Republican candidates for Congress appeared at a forum in Caldwell sponsored by the Idaho-Press Tribune Wednesday. Although each of the five candidates (Skip Brandt, Keith Johnson, Bill Sali, Norm Semanko, Shela Sorensen and Robert Vasquez) tried to separate him/herself from the pack, there was little to distinguish one from the other when it comes to blind ignorance about the issues.
For example, all five spoke with a common voice concerning global warming. Human-caused pollution has nothing to do with it.
“The science is anything but certain on this,” Semanko said.
“The science is mixed,” claimed Johnson. “A single volcano could change things.”
Sali said “The jury’s still out on this.”
Brandt said, “mother nature will just cycle.”
Sorensen said we should be “cognzant of our environment,” but Kyoto was not fair to the United States.
Vasquez said perhaps summer is global warming and winter is global cooling. “I’m worried,” he said, tongue in cheek.
How about heath care? What solutions do the Republican candidates have for a broken system where nearly 46 million Americans lack health insurance, and millions more struggle to pay premiums that are growing five times faster than wages?
Sali said, “The government should get out of the business of health care.”
Johnson said, “Government should emphasize personal choice and responsibility in people’s health.”
Brandt said, “Individuals should be responsible for their own health.”
Vasquez said he had been a longtime user of the heath care system and there are problems. “Yes, we need to review that,” he said.

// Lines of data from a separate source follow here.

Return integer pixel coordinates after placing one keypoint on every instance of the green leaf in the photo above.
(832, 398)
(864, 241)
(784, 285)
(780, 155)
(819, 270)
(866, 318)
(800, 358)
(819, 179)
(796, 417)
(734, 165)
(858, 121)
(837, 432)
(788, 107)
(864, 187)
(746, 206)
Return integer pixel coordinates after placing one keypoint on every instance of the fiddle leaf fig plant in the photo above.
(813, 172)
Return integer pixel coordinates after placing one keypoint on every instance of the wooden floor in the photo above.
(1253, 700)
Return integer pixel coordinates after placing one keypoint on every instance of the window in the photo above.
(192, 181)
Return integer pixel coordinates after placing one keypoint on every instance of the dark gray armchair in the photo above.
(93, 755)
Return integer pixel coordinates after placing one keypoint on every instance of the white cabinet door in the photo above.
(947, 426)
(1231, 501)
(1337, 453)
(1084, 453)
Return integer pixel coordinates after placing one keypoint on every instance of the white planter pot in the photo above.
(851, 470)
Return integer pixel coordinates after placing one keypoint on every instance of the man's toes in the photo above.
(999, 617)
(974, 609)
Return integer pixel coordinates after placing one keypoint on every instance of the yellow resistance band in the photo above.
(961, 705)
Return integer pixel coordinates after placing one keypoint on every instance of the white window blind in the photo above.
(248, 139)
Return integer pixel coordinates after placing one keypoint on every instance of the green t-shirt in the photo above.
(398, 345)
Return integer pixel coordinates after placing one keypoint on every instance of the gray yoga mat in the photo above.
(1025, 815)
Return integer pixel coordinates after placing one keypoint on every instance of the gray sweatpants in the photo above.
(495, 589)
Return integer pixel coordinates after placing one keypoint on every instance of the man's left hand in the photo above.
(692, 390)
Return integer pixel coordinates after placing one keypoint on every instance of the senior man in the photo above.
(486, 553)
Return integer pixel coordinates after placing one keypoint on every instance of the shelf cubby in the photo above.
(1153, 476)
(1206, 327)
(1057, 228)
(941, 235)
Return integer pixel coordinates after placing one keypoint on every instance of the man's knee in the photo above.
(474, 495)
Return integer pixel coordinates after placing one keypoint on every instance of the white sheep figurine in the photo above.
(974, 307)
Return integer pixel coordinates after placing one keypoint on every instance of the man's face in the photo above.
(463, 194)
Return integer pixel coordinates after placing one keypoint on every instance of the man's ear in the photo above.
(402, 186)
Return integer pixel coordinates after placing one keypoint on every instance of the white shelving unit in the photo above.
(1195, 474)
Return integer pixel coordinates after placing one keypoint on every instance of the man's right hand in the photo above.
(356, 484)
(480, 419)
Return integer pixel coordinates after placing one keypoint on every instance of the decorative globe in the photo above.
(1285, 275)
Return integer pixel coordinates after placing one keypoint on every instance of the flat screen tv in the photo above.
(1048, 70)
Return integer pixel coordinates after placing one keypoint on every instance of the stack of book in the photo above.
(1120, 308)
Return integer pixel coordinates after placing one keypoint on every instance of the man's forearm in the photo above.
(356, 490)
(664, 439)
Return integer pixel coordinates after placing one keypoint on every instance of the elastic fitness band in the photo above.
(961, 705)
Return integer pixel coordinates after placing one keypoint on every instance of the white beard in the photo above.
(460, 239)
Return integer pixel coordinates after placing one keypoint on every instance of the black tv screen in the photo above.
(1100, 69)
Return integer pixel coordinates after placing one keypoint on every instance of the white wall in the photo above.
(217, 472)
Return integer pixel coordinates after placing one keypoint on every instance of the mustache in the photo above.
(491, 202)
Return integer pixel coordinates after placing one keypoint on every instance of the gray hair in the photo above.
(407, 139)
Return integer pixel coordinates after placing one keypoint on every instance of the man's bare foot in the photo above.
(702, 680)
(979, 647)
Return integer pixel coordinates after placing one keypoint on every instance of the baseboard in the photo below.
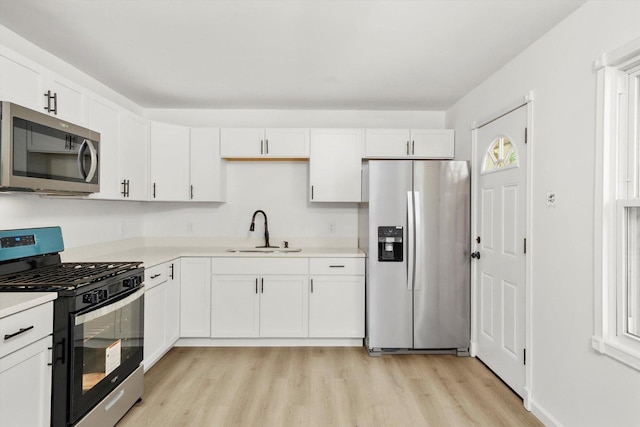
(269, 342)
(543, 415)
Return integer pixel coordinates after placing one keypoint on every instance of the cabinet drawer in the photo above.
(259, 266)
(339, 266)
(37, 323)
(155, 275)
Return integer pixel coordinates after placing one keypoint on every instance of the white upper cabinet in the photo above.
(65, 99)
(208, 170)
(104, 118)
(31, 85)
(335, 164)
(169, 162)
(284, 143)
(20, 81)
(409, 143)
(134, 155)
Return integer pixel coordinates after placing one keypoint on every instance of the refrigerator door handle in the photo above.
(410, 240)
(417, 241)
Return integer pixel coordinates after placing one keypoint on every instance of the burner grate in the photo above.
(66, 275)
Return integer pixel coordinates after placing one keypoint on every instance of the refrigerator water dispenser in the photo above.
(390, 244)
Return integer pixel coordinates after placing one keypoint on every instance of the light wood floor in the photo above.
(315, 386)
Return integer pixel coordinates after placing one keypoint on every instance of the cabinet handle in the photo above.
(55, 103)
(20, 331)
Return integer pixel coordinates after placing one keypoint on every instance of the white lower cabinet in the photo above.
(25, 370)
(259, 297)
(161, 311)
(336, 298)
(336, 307)
(259, 306)
(235, 307)
(284, 307)
(195, 297)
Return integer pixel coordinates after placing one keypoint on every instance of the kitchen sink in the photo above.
(264, 250)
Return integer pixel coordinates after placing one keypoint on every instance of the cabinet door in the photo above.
(336, 307)
(169, 162)
(208, 180)
(172, 309)
(25, 385)
(433, 143)
(105, 118)
(21, 81)
(242, 142)
(335, 163)
(287, 143)
(70, 101)
(195, 297)
(134, 143)
(387, 143)
(235, 306)
(284, 306)
(155, 324)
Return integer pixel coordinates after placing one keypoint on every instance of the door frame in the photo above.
(526, 102)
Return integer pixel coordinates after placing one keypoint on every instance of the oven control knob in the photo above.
(90, 298)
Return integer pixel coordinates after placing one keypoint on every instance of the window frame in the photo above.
(617, 185)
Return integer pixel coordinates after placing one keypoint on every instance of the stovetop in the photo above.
(68, 276)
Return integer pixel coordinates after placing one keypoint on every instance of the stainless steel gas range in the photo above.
(98, 330)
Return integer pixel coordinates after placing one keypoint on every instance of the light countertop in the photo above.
(150, 254)
(14, 302)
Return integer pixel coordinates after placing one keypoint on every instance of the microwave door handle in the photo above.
(94, 160)
(83, 148)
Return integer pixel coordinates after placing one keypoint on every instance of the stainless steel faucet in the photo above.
(266, 228)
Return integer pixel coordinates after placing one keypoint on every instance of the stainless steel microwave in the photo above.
(43, 154)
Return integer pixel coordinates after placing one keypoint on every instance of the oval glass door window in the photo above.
(500, 155)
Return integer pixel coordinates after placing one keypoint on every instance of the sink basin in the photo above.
(264, 250)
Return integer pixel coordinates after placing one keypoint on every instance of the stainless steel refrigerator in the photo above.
(414, 225)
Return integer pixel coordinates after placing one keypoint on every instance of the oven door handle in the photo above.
(109, 308)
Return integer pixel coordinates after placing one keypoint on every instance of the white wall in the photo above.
(279, 188)
(83, 222)
(572, 385)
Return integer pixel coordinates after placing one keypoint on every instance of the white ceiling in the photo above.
(286, 54)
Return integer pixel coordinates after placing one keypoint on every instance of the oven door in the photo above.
(108, 346)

Did any of the candidates have a solution besides “individual responsibility?” Well, Semanko, who had obviously not read this current research, advocated tort reform. Sorensen, a nurse practitioner, prefers “health savings accounts.”
The only issue where the five seemed to disagree was immigration. But the disagreement was really over whether Vasquez “owns” the issue just because he was among the first to fight “illegal” immigration. When it comes to workable solutions to difficult problems, the Republican party is bankrupt. The Idaho Republican five prove that point with depressing unanimity.